Google has made security a priority with Gmail early this year. Last month, the company announced changes to keep users safe including a broken lock icon display on messages when a user receives a message from or is about to send one to a person whose email service doesn’t support TLS encryption.
Also part of the February update was a question mark displayed on a sender’s profile/avatar if the user gets a message that can’t be authenticated.
Earlier this month, Google introduced improve data loss prevention features for enterprise customers using Gmail. This included optical character recognition for better scanning of attachments and the addition of new predefined content detectors.
Google also launched two new detection parameters to give its largest Work customers better control over DLP policies, minimize false positives, and “take action commensurate with the level of perceived risk.” There is a count parameter and a confidence parameter. The former lets customers set up different DLP policies based on whether a message contains individual or bulk PII. The latter lets customers tighten or loosen detection criteria for the most commonly used detectors.
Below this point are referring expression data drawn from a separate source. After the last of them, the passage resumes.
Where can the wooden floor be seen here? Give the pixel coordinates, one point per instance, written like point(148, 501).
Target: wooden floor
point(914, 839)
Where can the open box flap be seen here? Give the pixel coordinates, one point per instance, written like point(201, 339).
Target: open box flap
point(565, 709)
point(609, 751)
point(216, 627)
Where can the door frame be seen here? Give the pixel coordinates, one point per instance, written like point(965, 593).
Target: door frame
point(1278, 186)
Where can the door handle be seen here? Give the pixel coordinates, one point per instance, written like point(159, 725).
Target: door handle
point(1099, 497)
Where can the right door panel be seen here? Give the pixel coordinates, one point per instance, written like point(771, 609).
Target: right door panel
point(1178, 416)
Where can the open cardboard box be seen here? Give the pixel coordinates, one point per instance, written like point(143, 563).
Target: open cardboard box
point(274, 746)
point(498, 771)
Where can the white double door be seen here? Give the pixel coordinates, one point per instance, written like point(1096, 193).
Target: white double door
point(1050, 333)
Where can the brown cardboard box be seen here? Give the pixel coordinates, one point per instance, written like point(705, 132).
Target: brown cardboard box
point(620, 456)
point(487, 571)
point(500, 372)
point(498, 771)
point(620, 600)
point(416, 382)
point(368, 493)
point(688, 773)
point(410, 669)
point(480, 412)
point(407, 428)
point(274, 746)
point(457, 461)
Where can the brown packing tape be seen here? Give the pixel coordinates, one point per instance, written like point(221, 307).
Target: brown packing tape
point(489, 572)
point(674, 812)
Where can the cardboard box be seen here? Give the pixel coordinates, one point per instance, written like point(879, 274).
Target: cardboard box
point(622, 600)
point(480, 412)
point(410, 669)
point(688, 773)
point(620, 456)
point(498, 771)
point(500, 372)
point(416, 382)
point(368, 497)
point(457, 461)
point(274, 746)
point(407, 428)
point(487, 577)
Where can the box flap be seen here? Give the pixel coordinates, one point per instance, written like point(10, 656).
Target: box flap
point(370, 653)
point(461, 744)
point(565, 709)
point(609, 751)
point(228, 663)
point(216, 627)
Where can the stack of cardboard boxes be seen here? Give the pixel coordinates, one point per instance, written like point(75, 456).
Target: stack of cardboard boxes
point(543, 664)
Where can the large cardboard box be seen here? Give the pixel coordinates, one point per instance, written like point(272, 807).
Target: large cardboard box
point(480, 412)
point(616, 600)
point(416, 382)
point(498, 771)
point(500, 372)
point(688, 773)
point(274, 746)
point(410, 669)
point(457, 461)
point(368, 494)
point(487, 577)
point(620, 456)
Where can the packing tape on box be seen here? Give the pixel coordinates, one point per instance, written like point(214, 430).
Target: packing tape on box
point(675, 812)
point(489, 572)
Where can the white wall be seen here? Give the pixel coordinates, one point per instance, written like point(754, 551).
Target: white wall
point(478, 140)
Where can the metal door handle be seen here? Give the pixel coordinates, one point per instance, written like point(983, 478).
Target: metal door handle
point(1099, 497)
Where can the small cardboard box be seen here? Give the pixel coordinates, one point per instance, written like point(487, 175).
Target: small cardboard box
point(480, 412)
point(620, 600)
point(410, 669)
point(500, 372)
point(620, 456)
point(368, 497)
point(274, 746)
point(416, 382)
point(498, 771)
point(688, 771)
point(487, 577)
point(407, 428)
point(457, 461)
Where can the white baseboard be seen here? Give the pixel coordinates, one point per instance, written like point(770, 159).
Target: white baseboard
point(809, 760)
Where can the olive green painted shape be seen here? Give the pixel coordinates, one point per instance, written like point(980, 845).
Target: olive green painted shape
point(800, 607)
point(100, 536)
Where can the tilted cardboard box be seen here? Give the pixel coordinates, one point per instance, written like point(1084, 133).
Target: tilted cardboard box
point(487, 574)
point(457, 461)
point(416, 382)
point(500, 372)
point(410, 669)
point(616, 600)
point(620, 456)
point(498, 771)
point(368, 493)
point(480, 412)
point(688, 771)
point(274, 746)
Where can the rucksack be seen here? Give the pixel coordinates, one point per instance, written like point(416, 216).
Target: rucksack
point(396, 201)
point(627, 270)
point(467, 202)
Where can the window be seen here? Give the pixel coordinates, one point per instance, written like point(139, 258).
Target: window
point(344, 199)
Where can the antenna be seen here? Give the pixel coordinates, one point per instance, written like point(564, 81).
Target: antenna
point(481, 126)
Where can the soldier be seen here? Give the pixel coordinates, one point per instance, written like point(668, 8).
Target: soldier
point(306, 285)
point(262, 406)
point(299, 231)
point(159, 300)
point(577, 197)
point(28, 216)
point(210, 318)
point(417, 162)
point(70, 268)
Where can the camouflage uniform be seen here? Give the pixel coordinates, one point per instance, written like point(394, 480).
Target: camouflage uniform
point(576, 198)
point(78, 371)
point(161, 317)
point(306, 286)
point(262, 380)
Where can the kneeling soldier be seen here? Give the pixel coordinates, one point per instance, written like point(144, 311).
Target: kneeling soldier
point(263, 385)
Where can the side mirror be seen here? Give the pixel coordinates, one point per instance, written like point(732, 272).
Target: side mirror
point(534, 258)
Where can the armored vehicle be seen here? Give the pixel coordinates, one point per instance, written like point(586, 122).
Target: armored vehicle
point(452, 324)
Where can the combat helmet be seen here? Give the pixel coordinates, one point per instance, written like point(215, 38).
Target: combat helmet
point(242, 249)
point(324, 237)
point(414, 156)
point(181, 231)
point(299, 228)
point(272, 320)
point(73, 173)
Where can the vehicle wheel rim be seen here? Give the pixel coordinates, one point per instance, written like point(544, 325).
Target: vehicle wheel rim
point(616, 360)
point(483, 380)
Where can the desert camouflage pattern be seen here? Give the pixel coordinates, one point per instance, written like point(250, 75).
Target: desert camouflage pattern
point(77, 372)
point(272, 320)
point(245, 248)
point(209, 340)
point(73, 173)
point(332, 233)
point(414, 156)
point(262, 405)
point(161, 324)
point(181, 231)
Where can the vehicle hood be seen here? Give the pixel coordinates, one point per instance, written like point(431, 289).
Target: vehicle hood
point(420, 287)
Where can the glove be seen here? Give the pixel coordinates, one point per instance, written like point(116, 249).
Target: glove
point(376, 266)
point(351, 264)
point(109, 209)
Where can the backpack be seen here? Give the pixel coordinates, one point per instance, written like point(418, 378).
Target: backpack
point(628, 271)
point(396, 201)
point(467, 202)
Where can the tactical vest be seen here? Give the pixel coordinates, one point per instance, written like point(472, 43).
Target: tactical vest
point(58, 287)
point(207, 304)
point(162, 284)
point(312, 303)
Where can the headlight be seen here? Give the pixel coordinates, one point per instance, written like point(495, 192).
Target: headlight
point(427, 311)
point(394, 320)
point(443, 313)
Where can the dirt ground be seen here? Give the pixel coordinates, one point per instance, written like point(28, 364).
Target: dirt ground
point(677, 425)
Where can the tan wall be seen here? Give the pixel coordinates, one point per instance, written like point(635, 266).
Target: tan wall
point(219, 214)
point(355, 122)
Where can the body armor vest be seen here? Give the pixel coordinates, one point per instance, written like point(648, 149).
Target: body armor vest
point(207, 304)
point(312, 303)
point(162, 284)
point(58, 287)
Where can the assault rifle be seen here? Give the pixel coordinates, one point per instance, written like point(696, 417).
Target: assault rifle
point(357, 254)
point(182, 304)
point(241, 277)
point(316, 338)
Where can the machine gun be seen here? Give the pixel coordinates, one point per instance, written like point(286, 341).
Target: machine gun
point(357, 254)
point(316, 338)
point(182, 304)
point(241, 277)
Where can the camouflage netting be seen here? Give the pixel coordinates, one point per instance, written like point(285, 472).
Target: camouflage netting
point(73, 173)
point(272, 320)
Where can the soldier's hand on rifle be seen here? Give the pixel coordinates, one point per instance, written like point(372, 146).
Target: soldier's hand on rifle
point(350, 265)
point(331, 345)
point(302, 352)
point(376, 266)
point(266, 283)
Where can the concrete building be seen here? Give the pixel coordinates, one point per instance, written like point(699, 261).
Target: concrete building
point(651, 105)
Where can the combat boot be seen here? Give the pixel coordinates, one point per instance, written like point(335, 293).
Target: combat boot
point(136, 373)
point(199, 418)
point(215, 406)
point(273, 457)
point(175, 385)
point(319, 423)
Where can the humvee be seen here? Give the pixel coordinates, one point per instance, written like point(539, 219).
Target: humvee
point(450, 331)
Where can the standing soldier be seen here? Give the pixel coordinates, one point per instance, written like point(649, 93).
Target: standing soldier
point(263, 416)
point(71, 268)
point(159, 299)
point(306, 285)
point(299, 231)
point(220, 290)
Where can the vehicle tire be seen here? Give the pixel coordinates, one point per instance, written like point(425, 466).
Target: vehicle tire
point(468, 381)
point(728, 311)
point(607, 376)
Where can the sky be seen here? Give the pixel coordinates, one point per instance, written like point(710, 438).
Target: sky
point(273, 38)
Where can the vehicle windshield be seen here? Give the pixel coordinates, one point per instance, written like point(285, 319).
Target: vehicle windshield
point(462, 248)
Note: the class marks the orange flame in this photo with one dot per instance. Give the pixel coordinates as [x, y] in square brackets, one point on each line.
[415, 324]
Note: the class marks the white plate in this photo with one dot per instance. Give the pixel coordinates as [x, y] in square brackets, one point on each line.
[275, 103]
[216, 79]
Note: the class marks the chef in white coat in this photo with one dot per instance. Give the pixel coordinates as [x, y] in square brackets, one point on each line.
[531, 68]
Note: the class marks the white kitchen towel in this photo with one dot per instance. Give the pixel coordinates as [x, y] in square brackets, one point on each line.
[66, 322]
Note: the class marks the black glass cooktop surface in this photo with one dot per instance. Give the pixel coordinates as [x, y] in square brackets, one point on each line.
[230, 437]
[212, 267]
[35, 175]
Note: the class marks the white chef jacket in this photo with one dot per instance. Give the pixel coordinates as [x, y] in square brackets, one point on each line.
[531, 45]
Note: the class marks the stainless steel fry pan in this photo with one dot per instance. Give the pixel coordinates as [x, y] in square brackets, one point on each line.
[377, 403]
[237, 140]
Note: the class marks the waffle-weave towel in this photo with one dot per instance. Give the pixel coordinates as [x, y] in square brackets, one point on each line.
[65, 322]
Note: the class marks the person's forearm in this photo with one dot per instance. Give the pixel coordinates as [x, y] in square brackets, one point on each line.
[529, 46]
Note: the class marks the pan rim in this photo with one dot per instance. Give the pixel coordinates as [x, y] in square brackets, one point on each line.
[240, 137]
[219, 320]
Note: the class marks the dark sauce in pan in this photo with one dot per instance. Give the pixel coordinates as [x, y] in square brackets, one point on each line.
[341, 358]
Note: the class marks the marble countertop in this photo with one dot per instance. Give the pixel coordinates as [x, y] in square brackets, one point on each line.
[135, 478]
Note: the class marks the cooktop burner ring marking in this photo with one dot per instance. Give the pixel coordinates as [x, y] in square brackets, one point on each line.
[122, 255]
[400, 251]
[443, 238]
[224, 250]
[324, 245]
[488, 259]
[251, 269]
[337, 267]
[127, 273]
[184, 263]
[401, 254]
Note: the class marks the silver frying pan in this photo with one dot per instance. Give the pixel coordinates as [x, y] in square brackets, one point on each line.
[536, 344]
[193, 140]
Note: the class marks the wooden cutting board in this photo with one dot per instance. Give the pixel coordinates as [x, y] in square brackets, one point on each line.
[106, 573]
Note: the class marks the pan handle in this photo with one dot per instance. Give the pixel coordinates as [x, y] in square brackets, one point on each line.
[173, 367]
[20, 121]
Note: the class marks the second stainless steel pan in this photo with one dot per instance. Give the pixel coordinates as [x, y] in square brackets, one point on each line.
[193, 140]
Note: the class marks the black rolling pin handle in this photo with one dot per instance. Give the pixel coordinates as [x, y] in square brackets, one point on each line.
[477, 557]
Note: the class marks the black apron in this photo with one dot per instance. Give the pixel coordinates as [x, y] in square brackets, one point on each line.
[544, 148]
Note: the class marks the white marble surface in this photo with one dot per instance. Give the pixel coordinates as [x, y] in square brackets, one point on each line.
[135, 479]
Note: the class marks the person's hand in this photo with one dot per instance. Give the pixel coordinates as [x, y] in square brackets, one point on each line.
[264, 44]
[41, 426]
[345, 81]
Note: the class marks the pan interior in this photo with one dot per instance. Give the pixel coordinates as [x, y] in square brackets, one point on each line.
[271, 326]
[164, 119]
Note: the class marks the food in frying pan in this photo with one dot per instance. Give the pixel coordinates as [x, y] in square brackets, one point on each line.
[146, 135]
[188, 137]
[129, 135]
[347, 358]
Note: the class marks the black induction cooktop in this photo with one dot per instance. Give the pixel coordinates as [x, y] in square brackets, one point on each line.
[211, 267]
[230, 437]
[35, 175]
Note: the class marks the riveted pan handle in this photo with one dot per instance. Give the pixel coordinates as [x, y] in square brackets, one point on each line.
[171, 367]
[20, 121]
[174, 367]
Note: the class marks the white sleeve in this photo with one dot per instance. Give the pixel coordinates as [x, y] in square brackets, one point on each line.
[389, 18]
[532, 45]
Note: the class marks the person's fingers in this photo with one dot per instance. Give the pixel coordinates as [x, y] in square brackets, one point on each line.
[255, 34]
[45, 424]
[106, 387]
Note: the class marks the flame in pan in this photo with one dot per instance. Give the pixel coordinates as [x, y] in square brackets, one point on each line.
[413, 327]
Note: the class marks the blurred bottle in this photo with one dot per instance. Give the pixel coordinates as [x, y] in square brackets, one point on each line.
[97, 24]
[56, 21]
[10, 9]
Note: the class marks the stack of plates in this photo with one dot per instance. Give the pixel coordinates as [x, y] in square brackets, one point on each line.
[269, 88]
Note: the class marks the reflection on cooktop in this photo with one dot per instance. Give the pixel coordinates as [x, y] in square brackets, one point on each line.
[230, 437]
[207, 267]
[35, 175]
On Thursday, Google announced partnerships with Comcast, Microsoft, and Yahoo to submit a draft IETF specification for “SMTP Strict Transport Security.” As the company describes, this is a new proposed standard that enables companies to ensure mail is only delivered through encrypted channels, and furthermore that encryption failures are reported for analysis.
Google is also extending its “Safe Browsing” feature, which is already enabled in several of its products, to give Gmail users warnings if they click links Google has identified as potentially dangerous. This is being applied when Gmail is used in different web browsers and email apps.
Finally, Google is launching a new full-page warning about state-sponsored attacks and how to stay safe from them.
Google notes that a very small percentage of users will ever see these (mainly activists, journalists, policy-makers, etc.), but those who do may see them instead of the existing warnings or in addition to them.